The wreckage of small plane that crashed Monday killing two people was found scattered over a wide area, indicating the aircraft likely broke into pieces midair, an air safety investigator said.

The single-engine plane might have caught fire after fragmenting and then fell into a mountainous area of Nara Prefecture shortly after leaving an airport in Yao, Osaka Prefecture, the investigator said.

"A plane's body can't break up after crashing into the ground," Koji Fukuda, an investigator at Japan Transport Safety Board, told reporters. "There is no doubt that the plane came apart midair," Fukuda said, adding that he cannot say how it happened at the moment.

The body, wings, tailplane and other parts of the aircraft were found scattered on both sides of the mountain ridge, Fukuda said, adding that the plane likely dropped vertically.

The engine and propeller appeared to have caught fire, the investigator said.

According to Nara prefectural police, the JTSB explained that one of the main wings may have fallen apart first and then the fuel tank may have caught fire. Local residents near the crash site said they saw a plane looking like a spinning fireball hurtle into the mountainous area.
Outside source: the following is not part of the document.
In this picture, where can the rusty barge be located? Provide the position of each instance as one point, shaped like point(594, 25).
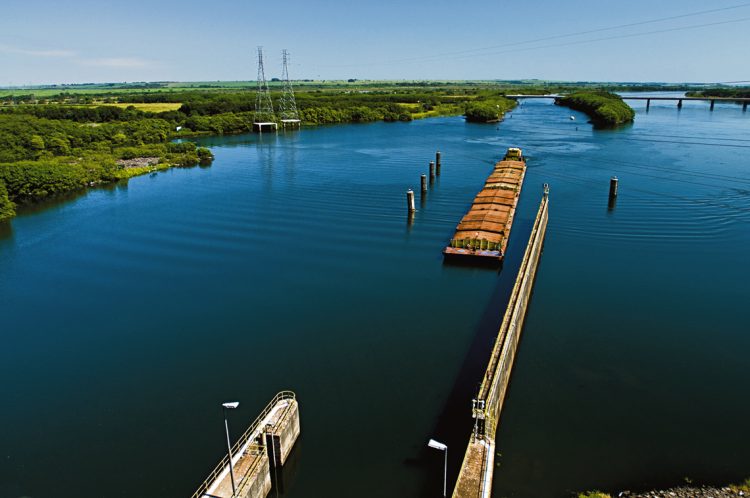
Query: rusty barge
point(484, 231)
The flight recorder of the crashed TBM 700 aircraft has not been recovered.

Ryoichi Tanaka, a 68-year-old company executive, and his wife, Sachiko, 55, were found dead near the cockpit. They were flying to Fukushima Prefecture after departing from the Yao airport at around noon when they inexplicably changed course and headed back to the airport, according to a person in charge of maintenance for the plane.